Voucher school in Muncie reprimanded for inadequate heating
MUNCIE, Ind. (AP) — Authorities have condemned an Indiana school after inspectors found students wrapped in blankets and huddled around a kerosene heater in a chilly classroom.
Fire and building inspectors said they spotted six students March 15 at Delaware Christian Academy, a private school in Muncie that’s part of the state’s school voucher program. Muncie is about 50 miles northeast of Indianapolis.
Mike Baur, the school’s volunteer superintendent, acknowledged Thursday that the building has flaws, the Star Press reported. But he denied that the children were cold. He said the plan is to reopen the building, which is 28,282 square feet.

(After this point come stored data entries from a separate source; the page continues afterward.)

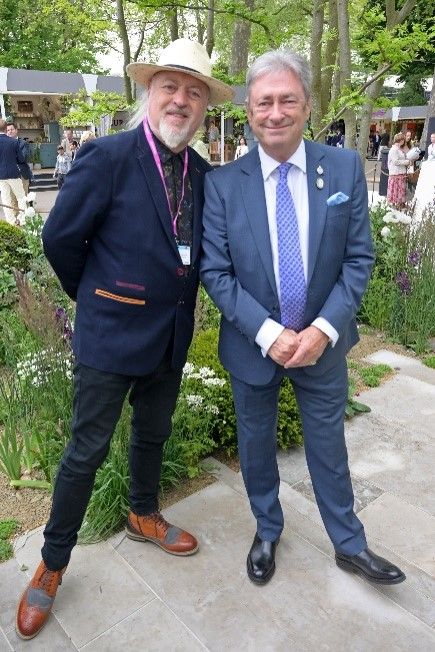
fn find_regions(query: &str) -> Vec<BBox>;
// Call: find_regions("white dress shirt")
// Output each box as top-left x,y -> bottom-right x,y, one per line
254,141 -> 338,355
427,143 -> 435,160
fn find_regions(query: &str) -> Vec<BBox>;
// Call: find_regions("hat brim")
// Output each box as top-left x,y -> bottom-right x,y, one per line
126,63 -> 234,105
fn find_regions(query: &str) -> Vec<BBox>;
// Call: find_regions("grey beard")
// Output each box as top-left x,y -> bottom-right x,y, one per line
158,118 -> 192,150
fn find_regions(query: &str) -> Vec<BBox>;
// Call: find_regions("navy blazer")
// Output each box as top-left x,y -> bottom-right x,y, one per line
42,125 -> 211,375
0,133 -> 25,179
201,141 -> 374,385
17,139 -> 32,180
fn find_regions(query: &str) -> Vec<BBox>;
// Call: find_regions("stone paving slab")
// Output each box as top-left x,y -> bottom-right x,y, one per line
359,493 -> 435,577
365,350 -> 435,385
13,529 -> 155,649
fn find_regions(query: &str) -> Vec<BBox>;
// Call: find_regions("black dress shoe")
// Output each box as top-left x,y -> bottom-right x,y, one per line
247,533 -> 279,585
335,547 -> 406,585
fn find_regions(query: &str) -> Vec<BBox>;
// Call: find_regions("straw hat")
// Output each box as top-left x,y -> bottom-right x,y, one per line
126,39 -> 233,105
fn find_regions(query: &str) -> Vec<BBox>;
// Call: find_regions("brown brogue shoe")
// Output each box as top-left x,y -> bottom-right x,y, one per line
16,560 -> 66,640
126,511 -> 198,556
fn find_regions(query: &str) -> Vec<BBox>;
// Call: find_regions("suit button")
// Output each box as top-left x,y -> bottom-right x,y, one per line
176,267 -> 184,276
178,300 -> 184,305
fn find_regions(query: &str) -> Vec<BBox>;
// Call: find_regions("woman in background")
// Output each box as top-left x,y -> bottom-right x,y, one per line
234,136 -> 249,159
387,133 -> 411,208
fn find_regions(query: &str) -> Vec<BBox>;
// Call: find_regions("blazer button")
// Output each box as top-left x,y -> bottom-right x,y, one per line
178,299 -> 185,305
176,267 -> 184,277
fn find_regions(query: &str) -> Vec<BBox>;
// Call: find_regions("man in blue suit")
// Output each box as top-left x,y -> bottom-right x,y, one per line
201,50 -> 405,587
0,118 -> 26,224
16,39 -> 233,640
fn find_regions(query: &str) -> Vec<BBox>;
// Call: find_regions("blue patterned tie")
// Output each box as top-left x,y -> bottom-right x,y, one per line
276,162 -> 306,330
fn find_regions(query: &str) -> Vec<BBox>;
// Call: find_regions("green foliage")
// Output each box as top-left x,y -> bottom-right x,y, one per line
396,74 -> 427,107
0,519 -> 18,539
359,363 -> 392,388
423,356 -> 435,369
0,540 -> 13,562
361,203 -> 435,353
0,519 -> 18,562
0,0 -> 109,73
346,378 -> 371,419
60,90 -> 130,128
0,222 -> 30,273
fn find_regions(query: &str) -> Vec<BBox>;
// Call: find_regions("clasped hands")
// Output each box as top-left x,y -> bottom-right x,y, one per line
267,325 -> 329,368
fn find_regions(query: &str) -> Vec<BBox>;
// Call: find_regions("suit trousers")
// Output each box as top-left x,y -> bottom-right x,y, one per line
10,177 -> 30,216
0,178 -> 26,224
231,358 -> 367,556
42,355 -> 182,570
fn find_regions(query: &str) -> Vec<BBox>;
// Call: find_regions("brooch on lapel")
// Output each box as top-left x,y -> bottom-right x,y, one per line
316,178 -> 324,189
317,165 -> 324,175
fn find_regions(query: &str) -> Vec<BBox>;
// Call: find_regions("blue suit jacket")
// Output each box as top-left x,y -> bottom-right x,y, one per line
200,140 -> 374,385
0,133 -> 25,179
42,125 -> 210,375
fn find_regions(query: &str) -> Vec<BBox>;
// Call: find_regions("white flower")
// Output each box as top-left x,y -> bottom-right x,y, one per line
183,362 -> 195,376
203,377 -> 226,387
383,211 -> 397,223
25,192 -> 36,203
24,207 -> 36,218
381,226 -> 391,238
394,211 -> 412,225
186,394 -> 204,408
206,405 -> 219,415
198,366 -> 215,378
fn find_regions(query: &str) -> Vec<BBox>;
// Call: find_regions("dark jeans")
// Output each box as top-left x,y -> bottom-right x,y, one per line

The investigation was prompted by the school’s participation in Indiana’s Choice Scholarship Program , said Adam Baker, a state Department of Education spokesman. The voucher program awards scholarships to income-eligible students to offset tuition expenses at participating private institutions. During the 2018-19 school year, there have been more than 36,000 Indiana students participating in the voucher program at 329 schools across the state. They were awarded $161.4 million this school year in vouchers to attend private schools.

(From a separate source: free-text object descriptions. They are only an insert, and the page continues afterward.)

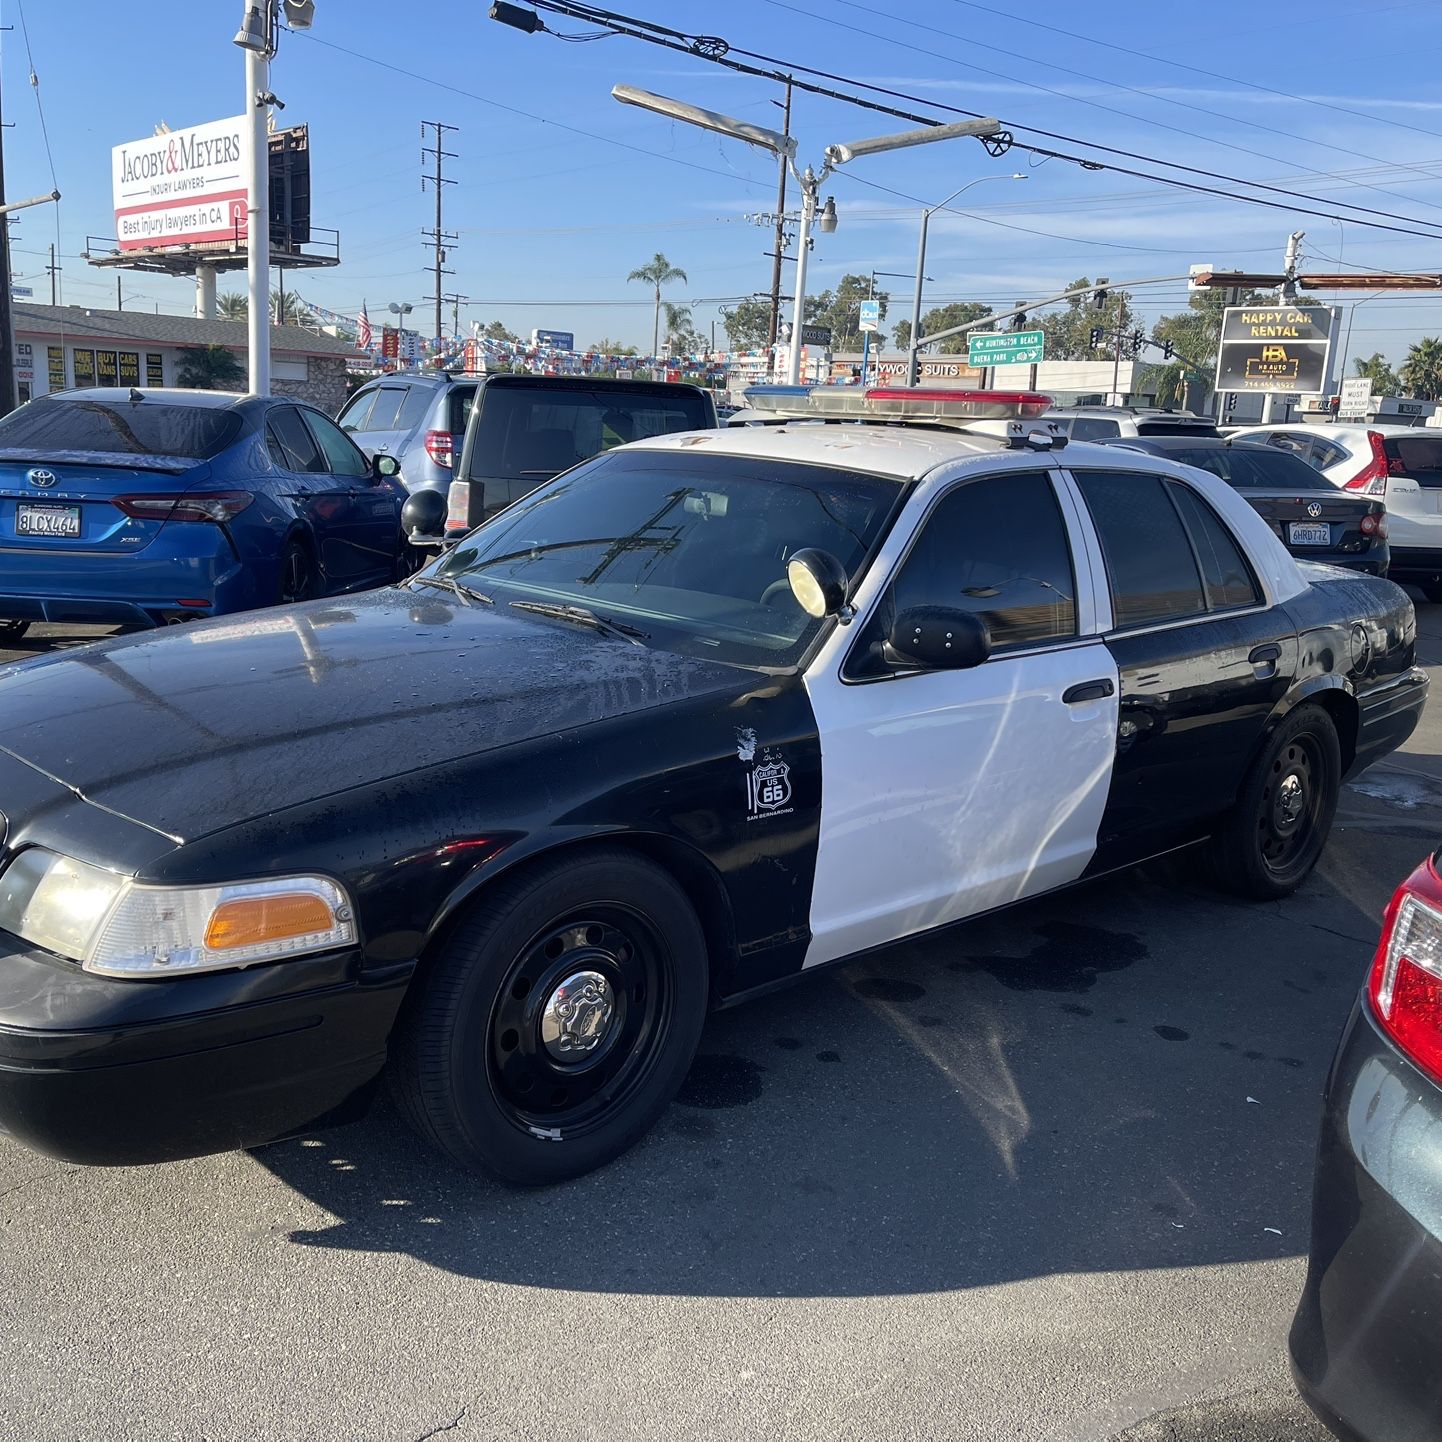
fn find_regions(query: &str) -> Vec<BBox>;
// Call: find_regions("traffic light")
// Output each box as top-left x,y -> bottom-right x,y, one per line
1092,277 -> 1110,311
1162,340 -> 1174,361
1011,305 -> 1028,331
1090,327 -> 1105,349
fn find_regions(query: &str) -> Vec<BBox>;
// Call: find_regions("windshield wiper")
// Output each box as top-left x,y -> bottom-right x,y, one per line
408,574 -> 493,606
509,600 -> 648,646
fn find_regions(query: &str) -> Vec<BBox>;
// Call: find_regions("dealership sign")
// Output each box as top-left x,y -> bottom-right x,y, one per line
113,117 -> 249,252
1216,306 -> 1335,395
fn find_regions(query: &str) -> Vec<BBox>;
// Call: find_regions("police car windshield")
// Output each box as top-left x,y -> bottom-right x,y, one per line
437,449 -> 897,667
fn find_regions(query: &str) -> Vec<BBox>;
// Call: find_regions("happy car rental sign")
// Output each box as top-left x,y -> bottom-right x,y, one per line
112,117 -> 250,252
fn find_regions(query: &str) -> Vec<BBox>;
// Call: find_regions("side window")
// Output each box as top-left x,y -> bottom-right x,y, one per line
336,388 -> 376,433
850,471 -> 1077,678
303,410 -> 371,477
1310,438 -> 1347,470
1070,417 -> 1121,441
446,385 -> 477,435
397,383 -> 433,431
1074,469 -> 1205,628
361,386 -> 408,432
267,407 -> 326,473
1167,481 -> 1261,610
1265,431 -> 1314,462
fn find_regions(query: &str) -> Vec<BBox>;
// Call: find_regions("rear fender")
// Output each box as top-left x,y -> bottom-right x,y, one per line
1260,675 -> 1359,772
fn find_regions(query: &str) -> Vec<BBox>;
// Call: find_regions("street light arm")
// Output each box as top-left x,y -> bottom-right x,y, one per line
0,191 -> 61,218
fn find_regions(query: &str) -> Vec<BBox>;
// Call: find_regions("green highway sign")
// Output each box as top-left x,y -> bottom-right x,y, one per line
967,329 -> 1045,366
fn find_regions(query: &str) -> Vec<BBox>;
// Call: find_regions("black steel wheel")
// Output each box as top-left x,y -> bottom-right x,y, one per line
390,848 -> 708,1185
0,619 -> 30,640
1209,704 -> 1341,899
277,537 -> 316,605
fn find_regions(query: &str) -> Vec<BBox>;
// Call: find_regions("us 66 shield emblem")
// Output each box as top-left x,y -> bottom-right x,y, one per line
746,751 -> 793,819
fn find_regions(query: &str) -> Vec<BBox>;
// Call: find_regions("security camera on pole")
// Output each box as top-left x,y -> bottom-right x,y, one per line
233,0 -> 315,396
612,85 -> 1000,386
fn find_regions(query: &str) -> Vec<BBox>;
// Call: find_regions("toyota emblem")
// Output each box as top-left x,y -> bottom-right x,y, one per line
26,468 -> 57,488
1306,501 -> 1323,518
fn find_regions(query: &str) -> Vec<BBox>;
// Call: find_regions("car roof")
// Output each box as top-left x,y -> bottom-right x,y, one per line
1104,435 -> 1228,453
1231,422 -> 1426,439
53,386 -> 246,409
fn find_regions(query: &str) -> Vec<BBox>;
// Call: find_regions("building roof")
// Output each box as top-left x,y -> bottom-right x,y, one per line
13,303 -> 359,359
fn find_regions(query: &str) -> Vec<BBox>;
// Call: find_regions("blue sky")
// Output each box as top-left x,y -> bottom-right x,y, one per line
8,0 -> 1442,365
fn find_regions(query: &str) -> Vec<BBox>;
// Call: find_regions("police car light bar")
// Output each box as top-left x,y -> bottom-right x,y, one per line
743,385 -> 1053,423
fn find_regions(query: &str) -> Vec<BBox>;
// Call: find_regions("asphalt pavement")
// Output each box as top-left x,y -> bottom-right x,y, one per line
2,604 -> 1440,1442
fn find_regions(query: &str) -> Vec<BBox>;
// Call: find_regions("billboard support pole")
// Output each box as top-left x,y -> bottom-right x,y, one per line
195,265 -> 217,321
244,16 -> 272,395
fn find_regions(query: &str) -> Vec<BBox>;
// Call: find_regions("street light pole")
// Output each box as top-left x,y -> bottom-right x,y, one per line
241,8 -> 272,395
906,172 -> 1026,386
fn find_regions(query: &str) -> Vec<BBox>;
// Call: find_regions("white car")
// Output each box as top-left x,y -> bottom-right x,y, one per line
1229,423 -> 1442,599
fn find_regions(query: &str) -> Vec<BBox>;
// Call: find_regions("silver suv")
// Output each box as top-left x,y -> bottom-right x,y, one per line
336,373 -> 477,493
1043,405 -> 1219,442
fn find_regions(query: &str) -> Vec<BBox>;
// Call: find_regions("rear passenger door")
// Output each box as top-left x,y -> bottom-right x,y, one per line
301,408 -> 399,587
1065,465 -> 1298,872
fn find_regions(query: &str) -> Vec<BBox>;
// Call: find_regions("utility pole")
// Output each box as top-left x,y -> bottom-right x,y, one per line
765,78 -> 792,369
0,60 -> 16,418
117,276 -> 123,310
421,121 -> 459,357
442,291 -> 468,344
1262,230 -> 1305,423
46,242 -> 58,305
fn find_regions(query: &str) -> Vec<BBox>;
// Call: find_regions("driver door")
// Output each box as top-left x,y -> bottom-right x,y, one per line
801,467 -> 1120,969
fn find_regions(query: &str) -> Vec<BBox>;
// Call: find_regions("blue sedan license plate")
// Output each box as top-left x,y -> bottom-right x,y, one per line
16,503 -> 80,538
1288,521 -> 1330,546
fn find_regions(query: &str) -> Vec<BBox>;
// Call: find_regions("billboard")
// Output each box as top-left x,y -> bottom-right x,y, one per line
1216,306 -> 1335,395
113,116 -> 249,252
532,329 -> 575,350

Baker said that the state education department’s staff called the fire marshal and building commissioner after discovering the school’s deplorable conditions.

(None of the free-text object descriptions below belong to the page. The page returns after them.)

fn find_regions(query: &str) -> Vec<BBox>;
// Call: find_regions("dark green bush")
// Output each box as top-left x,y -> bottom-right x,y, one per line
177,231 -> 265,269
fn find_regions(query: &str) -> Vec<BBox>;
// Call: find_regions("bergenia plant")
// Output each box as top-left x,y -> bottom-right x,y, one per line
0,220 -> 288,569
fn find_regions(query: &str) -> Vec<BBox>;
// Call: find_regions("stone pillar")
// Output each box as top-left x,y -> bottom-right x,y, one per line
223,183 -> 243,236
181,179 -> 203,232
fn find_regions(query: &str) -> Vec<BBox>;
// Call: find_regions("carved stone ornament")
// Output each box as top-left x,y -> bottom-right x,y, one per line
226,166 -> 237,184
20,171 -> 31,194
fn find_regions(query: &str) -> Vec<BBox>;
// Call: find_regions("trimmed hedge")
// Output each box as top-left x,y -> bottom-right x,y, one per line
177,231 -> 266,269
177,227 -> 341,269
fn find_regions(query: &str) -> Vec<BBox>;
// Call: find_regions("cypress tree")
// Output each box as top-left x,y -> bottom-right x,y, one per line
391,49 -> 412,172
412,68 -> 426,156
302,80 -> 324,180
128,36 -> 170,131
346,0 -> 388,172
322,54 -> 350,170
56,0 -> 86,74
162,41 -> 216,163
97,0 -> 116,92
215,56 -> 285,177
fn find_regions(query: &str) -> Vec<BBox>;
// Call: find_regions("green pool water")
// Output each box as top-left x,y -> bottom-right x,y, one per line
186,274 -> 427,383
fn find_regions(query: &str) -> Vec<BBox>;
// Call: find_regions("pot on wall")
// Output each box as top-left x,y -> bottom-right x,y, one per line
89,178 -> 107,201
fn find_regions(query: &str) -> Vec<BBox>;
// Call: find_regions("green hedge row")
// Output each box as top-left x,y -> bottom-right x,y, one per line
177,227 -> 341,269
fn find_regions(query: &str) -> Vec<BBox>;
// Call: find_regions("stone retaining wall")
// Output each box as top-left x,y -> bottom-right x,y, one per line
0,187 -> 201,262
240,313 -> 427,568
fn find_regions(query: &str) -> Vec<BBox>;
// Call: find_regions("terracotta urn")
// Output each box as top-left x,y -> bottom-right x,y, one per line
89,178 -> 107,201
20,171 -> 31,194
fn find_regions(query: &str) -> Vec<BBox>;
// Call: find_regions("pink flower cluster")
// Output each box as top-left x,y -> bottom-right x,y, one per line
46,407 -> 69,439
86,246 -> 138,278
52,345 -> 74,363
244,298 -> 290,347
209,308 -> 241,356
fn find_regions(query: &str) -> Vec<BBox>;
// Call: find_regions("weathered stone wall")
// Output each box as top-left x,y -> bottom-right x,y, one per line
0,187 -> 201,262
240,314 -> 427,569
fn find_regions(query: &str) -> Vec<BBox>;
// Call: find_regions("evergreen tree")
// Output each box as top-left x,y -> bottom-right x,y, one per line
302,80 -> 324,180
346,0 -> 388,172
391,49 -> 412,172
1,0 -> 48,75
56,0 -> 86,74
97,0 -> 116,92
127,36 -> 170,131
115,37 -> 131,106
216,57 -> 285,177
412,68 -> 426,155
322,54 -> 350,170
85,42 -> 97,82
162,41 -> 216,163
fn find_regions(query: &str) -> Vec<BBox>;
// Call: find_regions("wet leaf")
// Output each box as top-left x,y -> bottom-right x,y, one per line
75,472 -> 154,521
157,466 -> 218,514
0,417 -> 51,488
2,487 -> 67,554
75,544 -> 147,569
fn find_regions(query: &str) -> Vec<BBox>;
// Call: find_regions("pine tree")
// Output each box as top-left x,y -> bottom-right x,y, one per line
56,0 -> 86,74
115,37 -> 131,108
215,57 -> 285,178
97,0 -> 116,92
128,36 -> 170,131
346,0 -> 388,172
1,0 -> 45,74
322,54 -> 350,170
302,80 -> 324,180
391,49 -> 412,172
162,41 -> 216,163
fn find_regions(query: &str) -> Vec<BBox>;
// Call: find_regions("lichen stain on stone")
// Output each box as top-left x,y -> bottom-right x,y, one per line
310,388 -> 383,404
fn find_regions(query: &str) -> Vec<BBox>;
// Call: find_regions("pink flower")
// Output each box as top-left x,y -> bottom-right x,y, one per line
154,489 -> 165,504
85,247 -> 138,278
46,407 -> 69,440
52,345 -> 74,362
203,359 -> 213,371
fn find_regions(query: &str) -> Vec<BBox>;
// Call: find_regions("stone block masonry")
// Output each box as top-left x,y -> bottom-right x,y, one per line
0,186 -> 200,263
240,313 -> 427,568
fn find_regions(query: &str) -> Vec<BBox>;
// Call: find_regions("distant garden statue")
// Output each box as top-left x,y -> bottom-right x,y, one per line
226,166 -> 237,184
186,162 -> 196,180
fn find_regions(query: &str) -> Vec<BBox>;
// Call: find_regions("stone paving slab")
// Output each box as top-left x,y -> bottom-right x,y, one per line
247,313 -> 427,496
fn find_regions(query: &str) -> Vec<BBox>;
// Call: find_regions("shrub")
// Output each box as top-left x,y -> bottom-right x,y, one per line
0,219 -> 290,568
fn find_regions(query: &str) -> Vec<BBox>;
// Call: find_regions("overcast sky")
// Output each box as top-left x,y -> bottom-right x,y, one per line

“This was not an environment whatsoever to learn, grow and accelerate in,” he said. “This goes from kids not only can’t learn here to kids can’t even be here.”
On Wednesday, the city building commissioner condemned the facility, finding it to be in weakened structural condition, a fire threat and a public health hazard, among other things.
A hearing before Muncie’s Unsafe Building Hearing Authority has been set for May 9 at City Hall.